Comenzamos con la victoria. Tres puntos fundamentales para no caer en los bajos fondos de la clasificación y vivir una temporada más que difícil. También se necesitaba la suerte de no volver de Barcelona con un empate después de haber ganado por tres goles.

Coraje, lo que tuvo Lopetegui para poner en el campo a dos jóvenes como Kike Salas y José Ángel (autor de dos goles) en lugares clave como central y lateral defensivo, y sufrimiento, el padecido en la segunda parte, son las palabras clave. Y también incertitumbre, porque no gestionar tres goles contro un equipo de mitad de clasificación, con los jugadores que tiene al Sevilla en la plantilla, es pesado. Parece que todos están cansados. Lo estan mentalmente, ya lo hemos visto y en un partido no se resuelve todo. Pero parece que también lo son físicamente, como si la temporada hubiera comenzado ayer.

Mister Lopetegui no puede gritar hoy al triunfo, pero ha relanzado en el campo adversario – la directiva – el problema que ha angustiado durante tantas semanas a los aficionados del Sevilla: ¿a dónde puede llegar este equipo? Es hijo, por desgracia, de un mercado anómalo (que con las elecciones de ayer Lopetegui parece haber querido subrayar). Pero ahora que ha ganado, ¿qué harán con el técnico? ¿Avanzarán partido por partido para ver si mejora el equipo? ¿O irán a elogiarlo a él y a las elecciones del club si el Sevilla finalmente se recupera del todo?

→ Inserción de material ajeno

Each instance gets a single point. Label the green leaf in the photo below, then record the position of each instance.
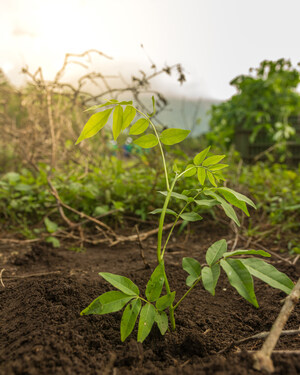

Con el equipo visto es difícil hacer milagros. Pero se puede crecer. Y devolver un poco de calma al ambiente. Ahora, es un consejo, valdría la pena aclarar de una vez por todas si Lopetegui se confirma en toda la línea o no, si se cuenta con él o si solo está tratando de pasar tiempo. Mientras tanto, la victoria es una panacea. Y de ahí vuelve a empezar.